So this is 60s ACID CINEMA… far out, PSYCHOTRONIC, subversive, and an outre culty film with a menagerie of freaks, weirdos anti-establishment malefactors, and undesirable miscreants. It’s a film about class, race, and varying degrees of sexuality. It’s also about Motherhood, body image, and the cult of beauty.
Jone’s acting ebbs and flows in the role of Astrid whose wardrobe is divine (costumes by Renié), as she dictates her complicity in Tara’s disturbing trajectory. At times, there is somewhat more dimension to her character which gives the actress a chance to stretch outside the plastic effigy of beautiful harpy. Astrid is a bird of prey who claws at her young daughter, with perturbingly vile comments like- “You are a FAT girl… idiot, I don’t know why anyone would even want to touch you.”
And Is this film, a reaction to the preoccupation and hysteria caused by the Manson Murders in August of 1969?
At one point Bogart warns of the coming of a race war. Not unlike Charles Manson. Lou Rawls who plays the disciple Joe, comments after Bogart claims that he is ‘1/32nd part African Negro.’ Joe says in terms of sexuality “Black is better baby.”

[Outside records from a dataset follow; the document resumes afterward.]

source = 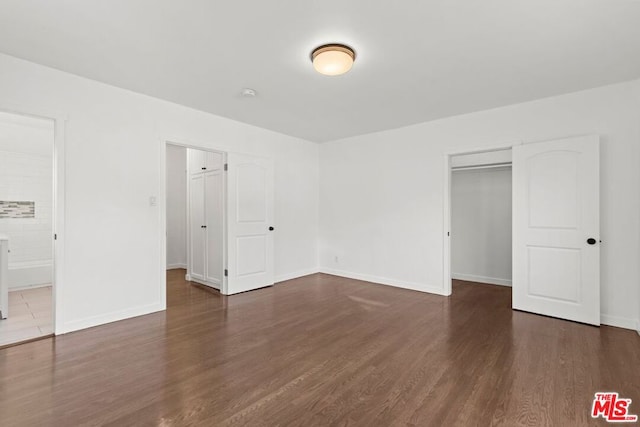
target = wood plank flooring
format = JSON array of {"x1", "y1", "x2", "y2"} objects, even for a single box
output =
[{"x1": 0, "y1": 270, "x2": 640, "y2": 426}]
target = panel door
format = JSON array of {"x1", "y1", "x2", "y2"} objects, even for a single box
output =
[
  {"x1": 513, "y1": 136, "x2": 600, "y2": 325},
  {"x1": 224, "y1": 153, "x2": 274, "y2": 294},
  {"x1": 204, "y1": 168, "x2": 224, "y2": 289},
  {"x1": 189, "y1": 174, "x2": 206, "y2": 280}
]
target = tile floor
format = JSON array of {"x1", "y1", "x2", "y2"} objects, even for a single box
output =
[{"x1": 0, "y1": 286, "x2": 53, "y2": 346}]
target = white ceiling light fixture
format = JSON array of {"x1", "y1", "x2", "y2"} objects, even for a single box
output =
[{"x1": 311, "y1": 43, "x2": 356, "y2": 76}]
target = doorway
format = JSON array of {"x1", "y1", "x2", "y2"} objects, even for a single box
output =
[
  {"x1": 0, "y1": 112, "x2": 56, "y2": 347},
  {"x1": 166, "y1": 144, "x2": 226, "y2": 298},
  {"x1": 450, "y1": 149, "x2": 512, "y2": 291},
  {"x1": 160, "y1": 140, "x2": 276, "y2": 300}
]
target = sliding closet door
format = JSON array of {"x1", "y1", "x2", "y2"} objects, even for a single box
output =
[
  {"x1": 204, "y1": 170, "x2": 224, "y2": 289},
  {"x1": 189, "y1": 174, "x2": 206, "y2": 280}
]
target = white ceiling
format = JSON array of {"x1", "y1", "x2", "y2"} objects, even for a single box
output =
[
  {"x1": 0, "y1": 0, "x2": 640, "y2": 142},
  {"x1": 0, "y1": 112, "x2": 55, "y2": 157}
]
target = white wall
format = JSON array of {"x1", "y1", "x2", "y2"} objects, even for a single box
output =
[
  {"x1": 0, "y1": 113, "x2": 53, "y2": 290},
  {"x1": 166, "y1": 145, "x2": 187, "y2": 269},
  {"x1": 319, "y1": 77, "x2": 640, "y2": 328},
  {"x1": 0, "y1": 55, "x2": 318, "y2": 333},
  {"x1": 451, "y1": 167, "x2": 511, "y2": 286}
]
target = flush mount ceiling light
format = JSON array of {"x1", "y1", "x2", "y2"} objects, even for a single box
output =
[{"x1": 311, "y1": 44, "x2": 356, "y2": 76}]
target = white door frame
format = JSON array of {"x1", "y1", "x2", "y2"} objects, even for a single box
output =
[
  {"x1": 158, "y1": 138, "x2": 228, "y2": 304},
  {"x1": 442, "y1": 141, "x2": 522, "y2": 296},
  {"x1": 0, "y1": 103, "x2": 68, "y2": 335}
]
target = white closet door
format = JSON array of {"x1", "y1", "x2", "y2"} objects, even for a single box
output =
[
  {"x1": 189, "y1": 176, "x2": 206, "y2": 280},
  {"x1": 513, "y1": 136, "x2": 600, "y2": 325},
  {"x1": 224, "y1": 153, "x2": 274, "y2": 294},
  {"x1": 204, "y1": 170, "x2": 224, "y2": 289}
]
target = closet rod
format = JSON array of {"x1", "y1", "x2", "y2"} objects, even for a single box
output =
[{"x1": 451, "y1": 162, "x2": 511, "y2": 171}]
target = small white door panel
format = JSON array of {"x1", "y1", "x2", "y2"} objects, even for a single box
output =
[
  {"x1": 513, "y1": 136, "x2": 600, "y2": 325},
  {"x1": 225, "y1": 153, "x2": 274, "y2": 294}
]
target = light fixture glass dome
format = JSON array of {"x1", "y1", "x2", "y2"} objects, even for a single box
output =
[{"x1": 311, "y1": 44, "x2": 356, "y2": 76}]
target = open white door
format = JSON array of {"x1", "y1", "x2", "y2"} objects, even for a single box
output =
[
  {"x1": 223, "y1": 153, "x2": 274, "y2": 295},
  {"x1": 513, "y1": 136, "x2": 600, "y2": 325}
]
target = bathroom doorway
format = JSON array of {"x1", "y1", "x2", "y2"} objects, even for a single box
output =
[{"x1": 0, "y1": 112, "x2": 56, "y2": 347}]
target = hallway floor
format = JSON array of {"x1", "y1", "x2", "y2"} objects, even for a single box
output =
[{"x1": 0, "y1": 286, "x2": 53, "y2": 347}]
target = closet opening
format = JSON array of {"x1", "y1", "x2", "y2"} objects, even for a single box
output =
[
  {"x1": 165, "y1": 143, "x2": 226, "y2": 303},
  {"x1": 445, "y1": 148, "x2": 512, "y2": 300}
]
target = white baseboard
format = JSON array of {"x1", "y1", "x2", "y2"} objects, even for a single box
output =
[
  {"x1": 9, "y1": 282, "x2": 51, "y2": 292},
  {"x1": 55, "y1": 302, "x2": 166, "y2": 335},
  {"x1": 600, "y1": 313, "x2": 640, "y2": 333},
  {"x1": 167, "y1": 263, "x2": 187, "y2": 270},
  {"x1": 7, "y1": 261, "x2": 53, "y2": 291},
  {"x1": 451, "y1": 273, "x2": 511, "y2": 286},
  {"x1": 275, "y1": 268, "x2": 320, "y2": 283},
  {"x1": 320, "y1": 267, "x2": 447, "y2": 296},
  {"x1": 190, "y1": 279, "x2": 221, "y2": 290}
]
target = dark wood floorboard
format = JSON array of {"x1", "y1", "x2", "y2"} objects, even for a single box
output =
[{"x1": 0, "y1": 270, "x2": 640, "y2": 426}]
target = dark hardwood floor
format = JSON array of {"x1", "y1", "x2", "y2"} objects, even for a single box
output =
[{"x1": 0, "y1": 270, "x2": 640, "y2": 426}]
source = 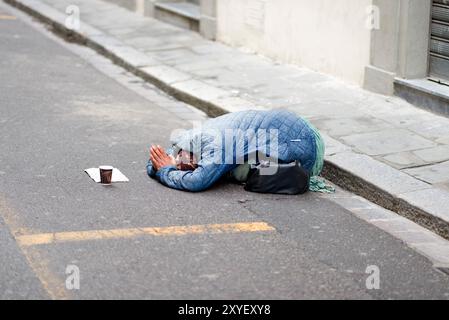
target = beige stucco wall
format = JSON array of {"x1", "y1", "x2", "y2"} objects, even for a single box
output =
[{"x1": 217, "y1": 0, "x2": 372, "y2": 85}]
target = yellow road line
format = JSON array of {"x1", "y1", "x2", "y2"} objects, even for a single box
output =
[
  {"x1": 0, "y1": 194, "x2": 71, "y2": 300},
  {"x1": 0, "y1": 14, "x2": 17, "y2": 20},
  {"x1": 16, "y1": 222, "x2": 275, "y2": 247}
]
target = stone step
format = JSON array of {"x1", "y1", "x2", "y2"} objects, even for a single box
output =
[
  {"x1": 154, "y1": 2, "x2": 201, "y2": 32},
  {"x1": 394, "y1": 78, "x2": 449, "y2": 117}
]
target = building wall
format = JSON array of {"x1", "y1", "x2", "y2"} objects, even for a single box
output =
[{"x1": 217, "y1": 0, "x2": 372, "y2": 85}]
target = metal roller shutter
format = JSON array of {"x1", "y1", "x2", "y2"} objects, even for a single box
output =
[{"x1": 430, "y1": 0, "x2": 449, "y2": 79}]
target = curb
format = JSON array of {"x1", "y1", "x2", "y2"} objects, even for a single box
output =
[{"x1": 3, "y1": 0, "x2": 449, "y2": 240}]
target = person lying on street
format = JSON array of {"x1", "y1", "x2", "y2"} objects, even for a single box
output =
[{"x1": 147, "y1": 110, "x2": 329, "y2": 192}]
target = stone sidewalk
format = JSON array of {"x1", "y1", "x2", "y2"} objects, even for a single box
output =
[{"x1": 4, "y1": 0, "x2": 449, "y2": 238}]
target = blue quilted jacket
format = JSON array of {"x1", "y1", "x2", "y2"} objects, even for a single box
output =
[{"x1": 147, "y1": 110, "x2": 317, "y2": 192}]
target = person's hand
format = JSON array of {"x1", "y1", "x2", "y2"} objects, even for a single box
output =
[{"x1": 150, "y1": 146, "x2": 176, "y2": 171}]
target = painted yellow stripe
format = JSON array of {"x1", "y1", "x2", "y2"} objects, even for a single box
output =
[
  {"x1": 0, "y1": 14, "x2": 17, "y2": 20},
  {"x1": 16, "y1": 222, "x2": 275, "y2": 247}
]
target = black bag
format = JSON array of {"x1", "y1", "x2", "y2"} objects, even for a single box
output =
[{"x1": 245, "y1": 162, "x2": 309, "y2": 195}]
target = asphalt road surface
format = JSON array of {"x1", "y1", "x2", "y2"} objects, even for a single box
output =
[{"x1": 0, "y1": 2, "x2": 449, "y2": 299}]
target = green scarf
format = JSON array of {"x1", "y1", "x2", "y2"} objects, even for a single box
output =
[{"x1": 304, "y1": 119, "x2": 335, "y2": 193}]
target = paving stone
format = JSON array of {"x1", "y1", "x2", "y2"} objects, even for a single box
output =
[
  {"x1": 341, "y1": 129, "x2": 436, "y2": 156},
  {"x1": 407, "y1": 115, "x2": 449, "y2": 139},
  {"x1": 317, "y1": 117, "x2": 393, "y2": 137},
  {"x1": 378, "y1": 151, "x2": 426, "y2": 169},
  {"x1": 413, "y1": 146, "x2": 449, "y2": 162},
  {"x1": 173, "y1": 80, "x2": 231, "y2": 101},
  {"x1": 110, "y1": 46, "x2": 161, "y2": 68},
  {"x1": 404, "y1": 161, "x2": 449, "y2": 184},
  {"x1": 318, "y1": 132, "x2": 351, "y2": 157},
  {"x1": 140, "y1": 65, "x2": 191, "y2": 84},
  {"x1": 326, "y1": 152, "x2": 430, "y2": 195},
  {"x1": 410, "y1": 243, "x2": 449, "y2": 267},
  {"x1": 399, "y1": 188, "x2": 449, "y2": 222}
]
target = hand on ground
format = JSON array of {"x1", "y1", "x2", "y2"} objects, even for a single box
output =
[{"x1": 150, "y1": 146, "x2": 176, "y2": 171}]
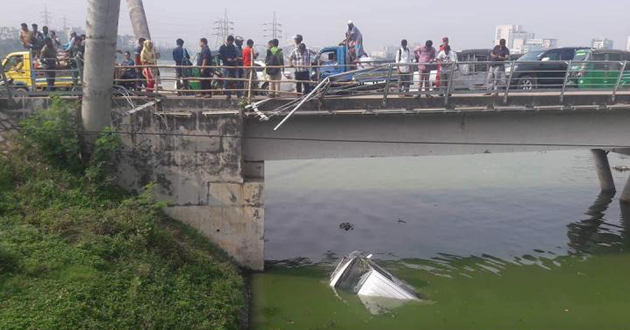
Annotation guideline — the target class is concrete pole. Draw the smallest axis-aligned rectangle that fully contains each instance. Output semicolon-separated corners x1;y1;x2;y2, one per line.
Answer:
127;0;151;40
81;0;120;132
591;149;616;193
619;179;630;204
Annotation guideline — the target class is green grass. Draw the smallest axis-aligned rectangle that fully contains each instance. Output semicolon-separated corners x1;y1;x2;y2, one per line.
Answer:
0;99;246;330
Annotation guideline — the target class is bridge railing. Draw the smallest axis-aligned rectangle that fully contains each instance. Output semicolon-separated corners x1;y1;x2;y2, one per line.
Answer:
0;61;630;104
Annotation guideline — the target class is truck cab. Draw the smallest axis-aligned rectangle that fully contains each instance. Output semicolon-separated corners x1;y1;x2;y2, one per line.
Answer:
2;51;74;91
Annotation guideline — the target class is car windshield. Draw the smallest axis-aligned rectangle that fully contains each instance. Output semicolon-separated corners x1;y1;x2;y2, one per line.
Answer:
518;50;545;62
573;50;589;61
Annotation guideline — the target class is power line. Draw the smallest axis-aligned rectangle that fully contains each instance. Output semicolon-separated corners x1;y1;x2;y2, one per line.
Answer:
212;9;234;47
263;11;282;39
40;5;52;27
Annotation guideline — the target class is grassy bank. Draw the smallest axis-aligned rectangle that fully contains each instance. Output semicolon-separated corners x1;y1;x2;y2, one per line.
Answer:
0;100;246;330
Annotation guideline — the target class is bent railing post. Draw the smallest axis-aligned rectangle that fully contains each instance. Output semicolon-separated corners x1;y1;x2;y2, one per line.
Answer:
0;65;13;104
611;61;628;103
383;65;394;107
506;61;516;104
560;60;573;103
438;63;457;105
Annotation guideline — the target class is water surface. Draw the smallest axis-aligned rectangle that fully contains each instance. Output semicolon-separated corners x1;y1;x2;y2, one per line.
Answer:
254;151;630;329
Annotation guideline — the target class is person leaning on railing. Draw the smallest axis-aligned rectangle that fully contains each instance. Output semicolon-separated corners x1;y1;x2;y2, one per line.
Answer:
289;42;311;94
436;46;457;96
265;39;284;97
140;40;157;93
396;39;412;93
486;39;510;95
40;38;57;91
243;39;258;95
196;38;212;98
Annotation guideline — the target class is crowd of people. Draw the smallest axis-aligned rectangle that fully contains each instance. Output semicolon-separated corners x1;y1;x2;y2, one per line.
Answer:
395;37;510;97
113;21;367;99
14;21;510;99
20;23;86;91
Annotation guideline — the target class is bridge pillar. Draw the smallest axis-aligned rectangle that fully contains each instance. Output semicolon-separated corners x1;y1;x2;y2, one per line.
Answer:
117;108;265;271
619;179;630;204
591;149;616;193
81;0;120;137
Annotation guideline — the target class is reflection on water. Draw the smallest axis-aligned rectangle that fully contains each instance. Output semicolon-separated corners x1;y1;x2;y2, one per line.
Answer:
254;151;630;329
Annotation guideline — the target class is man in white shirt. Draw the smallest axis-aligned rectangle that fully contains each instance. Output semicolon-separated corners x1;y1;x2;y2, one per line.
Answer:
396;39;413;93
436;46;457;96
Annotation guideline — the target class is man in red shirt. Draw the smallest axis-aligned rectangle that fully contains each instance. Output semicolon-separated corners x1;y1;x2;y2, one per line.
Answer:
243;39;258;95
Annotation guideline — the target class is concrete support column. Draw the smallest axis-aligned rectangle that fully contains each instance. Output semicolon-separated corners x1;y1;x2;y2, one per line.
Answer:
81;0;120;132
591;149;616;193
619;175;630;204
127;0;151;40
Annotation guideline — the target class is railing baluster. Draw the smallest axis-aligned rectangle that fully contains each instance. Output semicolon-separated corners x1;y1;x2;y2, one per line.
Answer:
506;61;516;104
0;65;13;104
611;61;628;104
560;60;573;103
383;64;394;107
446;63;457;105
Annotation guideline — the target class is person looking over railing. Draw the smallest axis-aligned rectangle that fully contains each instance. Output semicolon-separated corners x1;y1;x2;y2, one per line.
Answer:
436;46;457;96
219;36;241;99
414;40;437;97
173;39;192;91
486;39;510;95
40;38;57;91
396;39;412;93
140;40;157;93
20;23;33;50
265;39;284;97
196;38;212;98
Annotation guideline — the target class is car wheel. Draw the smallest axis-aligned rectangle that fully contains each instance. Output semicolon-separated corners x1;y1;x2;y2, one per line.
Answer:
13;88;28;99
518;76;537;90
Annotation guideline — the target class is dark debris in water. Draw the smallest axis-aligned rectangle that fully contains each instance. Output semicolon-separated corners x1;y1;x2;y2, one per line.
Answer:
339;222;354;231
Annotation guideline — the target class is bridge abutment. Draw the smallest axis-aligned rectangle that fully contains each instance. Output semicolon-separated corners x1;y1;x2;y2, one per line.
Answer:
117;107;265;270
591;149;616;193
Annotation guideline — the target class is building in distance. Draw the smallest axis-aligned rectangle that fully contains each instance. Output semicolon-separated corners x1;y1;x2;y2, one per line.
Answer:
494;24;558;54
591;37;614;49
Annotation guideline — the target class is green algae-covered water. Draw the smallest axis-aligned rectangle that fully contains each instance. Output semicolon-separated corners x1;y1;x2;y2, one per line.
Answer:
253;151;630;330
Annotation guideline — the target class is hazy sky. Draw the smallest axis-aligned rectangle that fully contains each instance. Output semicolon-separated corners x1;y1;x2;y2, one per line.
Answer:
0;0;630;50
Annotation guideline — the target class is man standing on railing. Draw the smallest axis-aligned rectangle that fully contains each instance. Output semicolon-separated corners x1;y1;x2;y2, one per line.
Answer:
173;39;191;91
436;46;457;96
289;42;311;95
396;39;412;93
219;36;241;100
31;24;46;56
265;39;284;97
243;39;258;94
486;39;510;95
415;40;437;97
20;23;33;49
196;38;212;98
40;38;57;92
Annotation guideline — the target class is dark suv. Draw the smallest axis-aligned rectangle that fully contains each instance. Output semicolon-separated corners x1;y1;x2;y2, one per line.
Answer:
510;47;588;90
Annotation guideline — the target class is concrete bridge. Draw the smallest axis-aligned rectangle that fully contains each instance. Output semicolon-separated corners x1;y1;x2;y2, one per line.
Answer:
0;92;630;270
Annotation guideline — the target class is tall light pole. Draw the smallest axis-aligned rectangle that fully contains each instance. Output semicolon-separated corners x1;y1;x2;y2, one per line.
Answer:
81;0;120;141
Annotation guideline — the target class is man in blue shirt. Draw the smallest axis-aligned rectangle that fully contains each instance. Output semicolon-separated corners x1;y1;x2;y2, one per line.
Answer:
219;36;241;99
173;39;192;90
197;38;212;98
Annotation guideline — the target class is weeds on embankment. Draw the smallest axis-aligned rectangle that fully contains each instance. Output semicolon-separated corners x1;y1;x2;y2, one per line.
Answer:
0;99;246;330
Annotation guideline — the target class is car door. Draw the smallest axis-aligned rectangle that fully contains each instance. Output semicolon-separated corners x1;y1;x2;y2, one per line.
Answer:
538;49;575;88
586;52;608;88
603;53;623;88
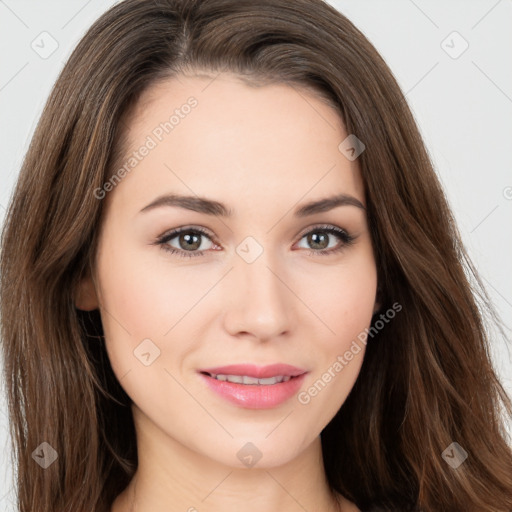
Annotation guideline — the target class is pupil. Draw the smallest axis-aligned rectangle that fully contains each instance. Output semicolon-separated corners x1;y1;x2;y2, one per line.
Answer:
180;234;201;249
308;233;329;249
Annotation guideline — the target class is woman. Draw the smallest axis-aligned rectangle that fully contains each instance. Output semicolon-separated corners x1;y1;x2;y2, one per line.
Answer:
0;0;512;512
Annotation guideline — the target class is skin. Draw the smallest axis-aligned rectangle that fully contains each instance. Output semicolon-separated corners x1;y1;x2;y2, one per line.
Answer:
76;73;378;512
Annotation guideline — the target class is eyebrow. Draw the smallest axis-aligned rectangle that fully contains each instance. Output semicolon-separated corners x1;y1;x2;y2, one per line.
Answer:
140;194;366;217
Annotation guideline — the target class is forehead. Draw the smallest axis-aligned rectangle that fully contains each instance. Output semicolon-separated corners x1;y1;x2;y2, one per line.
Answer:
109;74;364;216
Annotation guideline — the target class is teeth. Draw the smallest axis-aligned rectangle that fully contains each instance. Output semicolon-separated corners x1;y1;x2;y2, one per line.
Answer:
210;374;291;386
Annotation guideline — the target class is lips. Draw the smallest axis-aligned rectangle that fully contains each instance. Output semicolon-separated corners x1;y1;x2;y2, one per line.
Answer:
199;363;307;379
199;364;308;409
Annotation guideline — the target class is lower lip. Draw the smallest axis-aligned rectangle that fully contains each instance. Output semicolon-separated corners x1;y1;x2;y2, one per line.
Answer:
200;373;306;409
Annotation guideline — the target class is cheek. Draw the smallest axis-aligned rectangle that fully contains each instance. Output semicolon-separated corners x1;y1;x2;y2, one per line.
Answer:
302;248;377;349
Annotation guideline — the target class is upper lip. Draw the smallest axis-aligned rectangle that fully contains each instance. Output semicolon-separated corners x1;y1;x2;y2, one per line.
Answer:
199;363;307;379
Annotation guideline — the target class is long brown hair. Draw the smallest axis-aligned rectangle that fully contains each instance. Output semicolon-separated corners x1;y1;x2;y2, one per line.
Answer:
0;0;512;512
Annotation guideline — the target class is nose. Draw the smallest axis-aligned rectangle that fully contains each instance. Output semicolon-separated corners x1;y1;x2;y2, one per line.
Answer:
224;251;298;341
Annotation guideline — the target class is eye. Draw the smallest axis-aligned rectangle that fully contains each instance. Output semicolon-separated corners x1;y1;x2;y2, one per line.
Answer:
301;225;355;256
157;227;212;258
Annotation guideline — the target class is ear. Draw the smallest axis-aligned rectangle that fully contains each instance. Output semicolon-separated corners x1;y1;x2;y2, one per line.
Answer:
373;286;382;315
75;276;99;311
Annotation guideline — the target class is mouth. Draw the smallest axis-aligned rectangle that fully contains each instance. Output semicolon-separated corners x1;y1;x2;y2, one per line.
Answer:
198;364;309;409
201;372;297;386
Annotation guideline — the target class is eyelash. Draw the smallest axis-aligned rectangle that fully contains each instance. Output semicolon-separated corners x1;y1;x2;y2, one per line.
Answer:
156;225;355;258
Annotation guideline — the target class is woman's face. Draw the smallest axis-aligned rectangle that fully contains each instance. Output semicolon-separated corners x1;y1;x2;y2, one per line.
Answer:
77;74;377;467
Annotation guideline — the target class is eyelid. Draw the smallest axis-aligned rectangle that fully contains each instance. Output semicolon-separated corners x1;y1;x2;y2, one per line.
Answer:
154;224;357;257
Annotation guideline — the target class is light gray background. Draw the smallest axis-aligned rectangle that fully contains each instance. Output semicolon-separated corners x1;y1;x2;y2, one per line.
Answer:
0;0;512;511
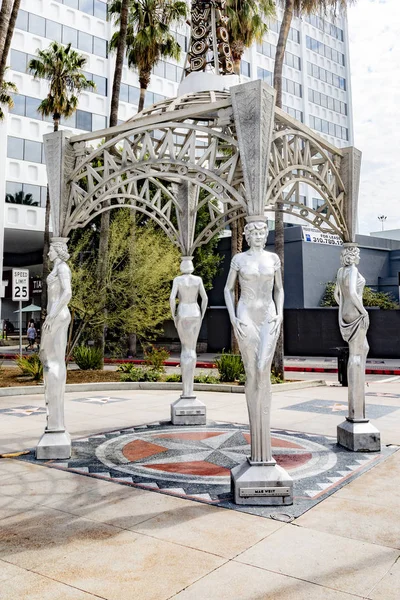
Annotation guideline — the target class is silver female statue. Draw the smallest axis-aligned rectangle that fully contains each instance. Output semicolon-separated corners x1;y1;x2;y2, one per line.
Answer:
225;221;283;464
170;256;208;398
334;246;369;420
36;238;72;458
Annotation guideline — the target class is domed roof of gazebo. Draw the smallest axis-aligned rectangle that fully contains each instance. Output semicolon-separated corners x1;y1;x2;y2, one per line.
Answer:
126;90;230;123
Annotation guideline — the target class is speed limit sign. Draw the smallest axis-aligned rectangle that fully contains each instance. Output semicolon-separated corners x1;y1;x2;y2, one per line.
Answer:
12;269;29;302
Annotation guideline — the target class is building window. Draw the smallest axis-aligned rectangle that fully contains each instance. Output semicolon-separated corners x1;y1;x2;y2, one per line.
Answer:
153;60;183;83
306;35;345;67
307;62;346;91
29;13;46;37
8;94;107;132
76;110;92;131
7;136;44;163
310;115;349;142
240;60;251;77
5;181;47;208
257;67;303;98
308;88;347;115
15;9;108;58
268;19;300;44
282;106;303;123
7;136;24;160
57;0;107;21
46;19;62;42
257;41;301;71
303;15;344;42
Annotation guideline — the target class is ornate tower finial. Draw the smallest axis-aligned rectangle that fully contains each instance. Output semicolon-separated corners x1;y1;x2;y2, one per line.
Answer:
185;0;234;75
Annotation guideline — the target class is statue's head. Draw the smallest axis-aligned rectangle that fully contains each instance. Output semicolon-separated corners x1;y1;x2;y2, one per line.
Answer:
244;221;268;248
180;256;194;275
340;245;360;267
48;237;69;262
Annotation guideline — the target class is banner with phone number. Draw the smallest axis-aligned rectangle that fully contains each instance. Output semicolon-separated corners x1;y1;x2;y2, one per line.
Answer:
302;225;343;246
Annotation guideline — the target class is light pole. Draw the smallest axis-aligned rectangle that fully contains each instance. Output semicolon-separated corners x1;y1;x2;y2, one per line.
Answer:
378;215;387;231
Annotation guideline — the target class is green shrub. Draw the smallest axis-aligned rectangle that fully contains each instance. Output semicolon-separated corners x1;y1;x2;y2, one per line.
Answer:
216;352;244;382
117;364;161;382
321;281;400;310
144;345;169;373
17;354;43;381
73;345;103;371
165;373;182;383
194;373;220;383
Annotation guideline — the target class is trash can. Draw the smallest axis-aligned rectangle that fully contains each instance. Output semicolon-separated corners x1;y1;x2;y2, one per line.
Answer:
336;346;349;387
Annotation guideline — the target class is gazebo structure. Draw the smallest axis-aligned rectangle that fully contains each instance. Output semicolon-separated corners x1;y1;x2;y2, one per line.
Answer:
36;1;376;506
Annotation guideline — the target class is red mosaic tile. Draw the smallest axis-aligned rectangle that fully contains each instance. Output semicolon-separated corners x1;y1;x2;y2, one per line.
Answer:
143;460;231;477
122;440;168;462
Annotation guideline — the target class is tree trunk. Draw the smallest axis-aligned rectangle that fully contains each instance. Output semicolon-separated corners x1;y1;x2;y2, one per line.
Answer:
0;0;21;81
40;113;60;330
274;0;294;108
231;40;244;75
272;0;294;379
94;210;110;368
138;71;151;112
93;0;129;368
0;0;13;77
110;0;129;127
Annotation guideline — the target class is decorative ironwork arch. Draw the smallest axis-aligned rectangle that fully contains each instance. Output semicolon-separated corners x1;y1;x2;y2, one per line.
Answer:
266;128;348;239
45;81;360;254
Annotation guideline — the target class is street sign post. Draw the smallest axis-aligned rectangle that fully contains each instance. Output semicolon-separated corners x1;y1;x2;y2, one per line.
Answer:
12;269;29;356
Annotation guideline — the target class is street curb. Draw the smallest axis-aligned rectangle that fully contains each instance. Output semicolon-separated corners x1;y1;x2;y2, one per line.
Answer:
0;379;326;398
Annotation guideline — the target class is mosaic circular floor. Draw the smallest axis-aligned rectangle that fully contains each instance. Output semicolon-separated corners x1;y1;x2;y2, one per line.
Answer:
21;422;394;518
96;426;337;486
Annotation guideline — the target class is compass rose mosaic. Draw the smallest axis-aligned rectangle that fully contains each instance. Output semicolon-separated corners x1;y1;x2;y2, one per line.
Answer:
21;423;394;519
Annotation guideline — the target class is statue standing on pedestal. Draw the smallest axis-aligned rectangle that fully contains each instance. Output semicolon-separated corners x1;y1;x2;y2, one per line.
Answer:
335;244;380;452
36;238;72;458
335;246;369;419
225;221;283;464
170;256;208;425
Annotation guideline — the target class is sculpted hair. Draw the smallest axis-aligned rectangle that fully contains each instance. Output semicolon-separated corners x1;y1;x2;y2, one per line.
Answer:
244;221;269;243
50;242;69;262
340;246;360;267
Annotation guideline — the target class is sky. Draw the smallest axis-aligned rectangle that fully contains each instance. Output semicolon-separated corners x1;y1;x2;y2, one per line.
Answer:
348;0;400;234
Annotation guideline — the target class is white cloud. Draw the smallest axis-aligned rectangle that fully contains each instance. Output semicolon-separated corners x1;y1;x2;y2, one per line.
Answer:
348;0;400;234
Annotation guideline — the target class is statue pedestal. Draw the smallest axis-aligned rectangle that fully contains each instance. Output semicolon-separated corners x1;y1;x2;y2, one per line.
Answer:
231;459;293;506
36;430;71;460
171;396;207;425
337;418;381;452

The film Is not unlike the more sobering and stark realism of director Barry Shear’s The Todd Killings 1971 based on the infamous Pied Piper of Tucson Charles Schmid who went on a killing spree in the 60s. Who’s supposed magnetism held sway over the teenagers who followed him like a cult leader, helping him to evade the law? Shear directed Wild In The Streets in 1969. Robert F. Lyons plays Skipper Todd, the enigmatic opportunistic philanderer and serial murderer.
Critics question why Jones would take the part of Astrid, but, in 1969 who was offering good scripts for fine actresses past their supposed ‘prime’ when studios figured they had lost their salability.
But so goes the culture of youth and beauty. I can’t tell you how many times I cringe when a blogger writes something like “And she looks so good considering she’s 40!” Gee… I’m sure that actress or performer is so grateful for the law of diminishing returns afforded by the freelance film critic.
So… Jeanne Crain turned down the part of Astrid Steele. I wonder if she ever looked back…
Now here, as Astrid Steele Jones plays a shallow ex-porn star who sold cigarettes, given lines like “I was born poor, but I’ve got class.
Jordan Christopher plays Bogart Peter Stuyvesant, a Jim Morrison-style rocker who’s been given the catchy hybridization of the quiet steely masculinity of Humphrey Bogart and founder of New York, Peter Stuyvesant (Bogart, having grown up in NYC’s alphabet city with apparently abusive and patriotic mother.)
The undercurrent of misogyny that Bogart displays might stem from a hatred of his own alcoholic, abusive mother. As he antagonizes Astrid in the form of wooing her, he writes a song inspired by her, called MOTHER LOVER. “Slipping nips and popping pills, she’s the All-American mother machine…bloody mama, what a mother, what a mother, what a mother you are!”
Astrid cares only about appearances, her desirability, and the million-dollar bejeweled necklace that she covets as if it were the fountain of youth. A necklace was given to her for their 20th Anniversary. “Years and years of virtue…”
Bogart asks her, “Did you really make stag films?” She decries, “Thousands, maybe dozens at a time, why maybe I’m a born Communist at heart, share the wealth!”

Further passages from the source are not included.